PHP_MINFO_FUNCTION(hello)
{
    php_info_print_table_start();
    php_info_print_table_header(2, "hello support", "enabled");
    php_info_print_table_end();
}

PHP Version

PHP 8.1.3

Operating System

No response

[iluuu1994]

The TSRMLS_FETCH() macro is no longer available as of PHP-8.0.

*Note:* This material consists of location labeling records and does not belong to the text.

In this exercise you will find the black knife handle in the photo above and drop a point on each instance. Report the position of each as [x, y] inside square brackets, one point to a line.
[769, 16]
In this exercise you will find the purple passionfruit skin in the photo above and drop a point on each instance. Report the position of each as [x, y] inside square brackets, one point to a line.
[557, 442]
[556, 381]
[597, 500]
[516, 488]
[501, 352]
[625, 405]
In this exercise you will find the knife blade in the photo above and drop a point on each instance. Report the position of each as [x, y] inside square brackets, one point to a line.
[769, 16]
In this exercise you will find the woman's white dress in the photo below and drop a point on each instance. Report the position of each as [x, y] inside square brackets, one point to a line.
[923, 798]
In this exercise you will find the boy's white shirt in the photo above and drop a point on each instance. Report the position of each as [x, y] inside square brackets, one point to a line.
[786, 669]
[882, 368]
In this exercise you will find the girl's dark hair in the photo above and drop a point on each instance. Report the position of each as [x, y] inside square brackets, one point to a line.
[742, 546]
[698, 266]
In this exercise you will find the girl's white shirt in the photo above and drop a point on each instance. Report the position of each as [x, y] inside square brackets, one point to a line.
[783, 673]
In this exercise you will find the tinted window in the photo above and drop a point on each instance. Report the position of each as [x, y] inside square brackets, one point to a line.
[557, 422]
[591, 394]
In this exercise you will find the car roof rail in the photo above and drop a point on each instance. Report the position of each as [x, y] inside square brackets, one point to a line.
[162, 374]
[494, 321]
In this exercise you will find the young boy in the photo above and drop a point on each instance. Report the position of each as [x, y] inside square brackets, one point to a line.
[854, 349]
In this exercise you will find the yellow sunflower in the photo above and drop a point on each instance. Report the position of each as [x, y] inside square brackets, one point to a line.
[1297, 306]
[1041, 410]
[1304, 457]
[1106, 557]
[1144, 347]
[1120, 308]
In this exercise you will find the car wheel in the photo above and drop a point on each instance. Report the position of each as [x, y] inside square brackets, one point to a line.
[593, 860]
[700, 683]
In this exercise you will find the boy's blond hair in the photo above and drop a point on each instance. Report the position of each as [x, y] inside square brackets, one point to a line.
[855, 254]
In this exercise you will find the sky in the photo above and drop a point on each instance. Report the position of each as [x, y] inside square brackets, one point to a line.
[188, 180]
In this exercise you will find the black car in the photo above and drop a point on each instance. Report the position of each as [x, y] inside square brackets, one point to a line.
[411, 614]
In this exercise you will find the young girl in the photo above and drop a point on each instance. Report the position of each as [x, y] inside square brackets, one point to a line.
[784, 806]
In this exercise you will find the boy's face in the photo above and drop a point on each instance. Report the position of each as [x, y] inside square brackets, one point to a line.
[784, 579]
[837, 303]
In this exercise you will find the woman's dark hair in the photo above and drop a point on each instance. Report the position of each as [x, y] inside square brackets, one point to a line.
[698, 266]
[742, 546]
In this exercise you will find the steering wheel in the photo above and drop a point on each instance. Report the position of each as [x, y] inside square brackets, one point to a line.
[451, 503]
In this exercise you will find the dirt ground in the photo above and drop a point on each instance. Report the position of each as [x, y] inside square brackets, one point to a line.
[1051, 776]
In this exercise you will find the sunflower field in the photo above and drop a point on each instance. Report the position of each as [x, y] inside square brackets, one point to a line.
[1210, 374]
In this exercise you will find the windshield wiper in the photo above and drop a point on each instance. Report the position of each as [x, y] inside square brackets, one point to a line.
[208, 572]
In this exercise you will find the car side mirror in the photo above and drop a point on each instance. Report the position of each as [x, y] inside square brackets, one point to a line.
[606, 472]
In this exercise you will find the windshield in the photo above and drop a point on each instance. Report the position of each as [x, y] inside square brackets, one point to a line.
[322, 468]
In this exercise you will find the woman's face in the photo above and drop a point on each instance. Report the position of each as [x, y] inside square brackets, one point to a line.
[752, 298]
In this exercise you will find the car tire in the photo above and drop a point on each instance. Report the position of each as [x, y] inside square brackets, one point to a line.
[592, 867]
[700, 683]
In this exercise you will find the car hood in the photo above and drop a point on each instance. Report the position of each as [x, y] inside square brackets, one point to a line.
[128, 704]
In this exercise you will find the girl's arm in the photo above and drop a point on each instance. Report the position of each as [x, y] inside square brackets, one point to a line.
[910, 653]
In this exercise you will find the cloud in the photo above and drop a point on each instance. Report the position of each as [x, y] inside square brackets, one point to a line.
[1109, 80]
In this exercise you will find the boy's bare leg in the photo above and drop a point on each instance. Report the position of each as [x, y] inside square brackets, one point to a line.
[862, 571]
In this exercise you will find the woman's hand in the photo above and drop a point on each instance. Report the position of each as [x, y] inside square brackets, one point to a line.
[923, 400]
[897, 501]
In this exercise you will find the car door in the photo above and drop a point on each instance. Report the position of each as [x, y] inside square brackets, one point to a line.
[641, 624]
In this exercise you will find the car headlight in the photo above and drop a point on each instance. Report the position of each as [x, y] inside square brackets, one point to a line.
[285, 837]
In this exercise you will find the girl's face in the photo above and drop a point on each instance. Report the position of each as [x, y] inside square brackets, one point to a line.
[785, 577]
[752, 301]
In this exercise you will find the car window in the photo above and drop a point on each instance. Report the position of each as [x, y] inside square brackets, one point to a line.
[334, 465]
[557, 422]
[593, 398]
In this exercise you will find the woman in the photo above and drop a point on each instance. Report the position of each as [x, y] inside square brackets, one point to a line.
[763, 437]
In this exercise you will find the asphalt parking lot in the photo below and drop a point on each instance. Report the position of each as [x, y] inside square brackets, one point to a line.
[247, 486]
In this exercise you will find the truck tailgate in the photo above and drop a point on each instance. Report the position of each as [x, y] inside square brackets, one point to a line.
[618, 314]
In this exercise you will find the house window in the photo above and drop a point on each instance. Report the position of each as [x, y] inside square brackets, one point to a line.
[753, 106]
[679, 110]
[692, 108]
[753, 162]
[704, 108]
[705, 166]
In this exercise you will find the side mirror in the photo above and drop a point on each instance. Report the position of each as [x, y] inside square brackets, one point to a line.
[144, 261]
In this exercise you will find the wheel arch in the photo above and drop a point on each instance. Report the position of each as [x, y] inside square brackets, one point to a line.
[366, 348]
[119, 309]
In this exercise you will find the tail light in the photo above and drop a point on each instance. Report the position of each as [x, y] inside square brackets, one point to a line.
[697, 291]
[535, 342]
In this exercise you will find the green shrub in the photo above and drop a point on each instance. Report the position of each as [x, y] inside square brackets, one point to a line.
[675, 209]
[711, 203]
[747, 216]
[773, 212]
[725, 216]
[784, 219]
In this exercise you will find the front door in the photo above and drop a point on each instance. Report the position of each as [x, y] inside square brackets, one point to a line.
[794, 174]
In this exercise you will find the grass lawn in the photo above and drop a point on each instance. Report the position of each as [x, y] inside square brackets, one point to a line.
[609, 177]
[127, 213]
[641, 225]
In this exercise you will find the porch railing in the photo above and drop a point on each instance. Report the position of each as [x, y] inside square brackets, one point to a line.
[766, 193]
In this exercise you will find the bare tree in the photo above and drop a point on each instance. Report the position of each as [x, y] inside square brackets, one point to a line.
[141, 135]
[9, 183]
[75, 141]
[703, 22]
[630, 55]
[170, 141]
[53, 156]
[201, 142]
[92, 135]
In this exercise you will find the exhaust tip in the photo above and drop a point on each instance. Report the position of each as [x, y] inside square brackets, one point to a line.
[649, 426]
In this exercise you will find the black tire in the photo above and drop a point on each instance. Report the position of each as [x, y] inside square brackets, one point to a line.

php-src/UPGRADING.INTERNALS

Line 55 in 0e45ed7

- TSRMLS_FETCH

I'm guessing you're using an outdated header. You may be relying on outdated function signatures, but I'm not sure how that is related to RTLD_DEEPBIND. Could you check if fixing your setup resolves the issue?

[aswingit]

Thanks for the quick response. The issue occurs even without TSRMLS_FETCH();

While researching I saw a similar discussion.
#10670

[iluuu1994]

@aswingit If you're not using LD_PRELOAD then the issue shouldn't be related. TSRMLS_FETCH() is not necessarily the cause of the crash (the macro was a no-op in 7.4), but it's an indication that you're compiling with the wrong header. Other function signatures might have changed, that would cause a segfault. The stack trace also looks odd, I'm not sure why there are only two stack frames if the error occurs in the module. Are you compiling with the --enable-debug flag? Could you check why your headers are not matching up? You could also try the --enable-address-santizer flag to get a better idea of where the issue occurs.

[aswingit]

Please see the response below

• I was not using the macro TSRM_FETCH. It was a typo. With macro compilation fails

php_test.c:8:5: error: implicit declaration of function 'TSRMLS_FETCH' [-Werror=implicit-function-declaration]
TSRMLS_FETCH();

• enable-debug flag is not used
• Here is the full gdb stack. Error is occurring at line 219 in zend.c

zend_printf_to_smart_string(&buf, format, ap)
#0 0x00000000 in ?? ()
#1 0xf3d5576d in zend_vspprintf () from ****/lib/libphp-8.1.3.so
#2 0xf3ce2495 in php_printf () from ***/lib/libphp-8.1.3.so
#3 0xf7fd57bf in zif_hello_world (execute_data=, return_value=) at php_test.c:17
#4 0xf78f1132 in ZEND_DO_FCALL_BY_NAME_SPEC_RETVAL_UNUSED_HANDLER () at Zend/zend_vm_execute.h:1463
#5 execute_ex (ex=0xf7213010) at Zend/zend_vm_execute.h:55420
#6 0xf78fa46c in zend_execute (op_array=0xf726b000, return_value=0x0) at Zend/zend_vm_execute.h:59771
#7 0xf78852c6 in zend_execute_scripts (type=8, retval=0x0, file_count=3) at Zend/zend.c:1761
#8 0xf781b578 in php_execute_script (primary_file=0xffffc1e8) at main/main.c:2535
#9 0xf76803da in main (argc=3, argv=0xffffc334) at sapi/cgi/cgi_main.c:2533

• I have activated the --enable-address-sanitizer flag, but I am not observing any extra logs.
• Please find below the script
  <?php dl('hello_world.so') hello_world(); ?>

[iluuu1994]

@aswingit Could you enable the debug flag? Otherwise the last frame isn't visible, which is where the crash actually happens. Edit: Hmm, you probably alread are, otherwise zif_hello_world wouldn't be visible.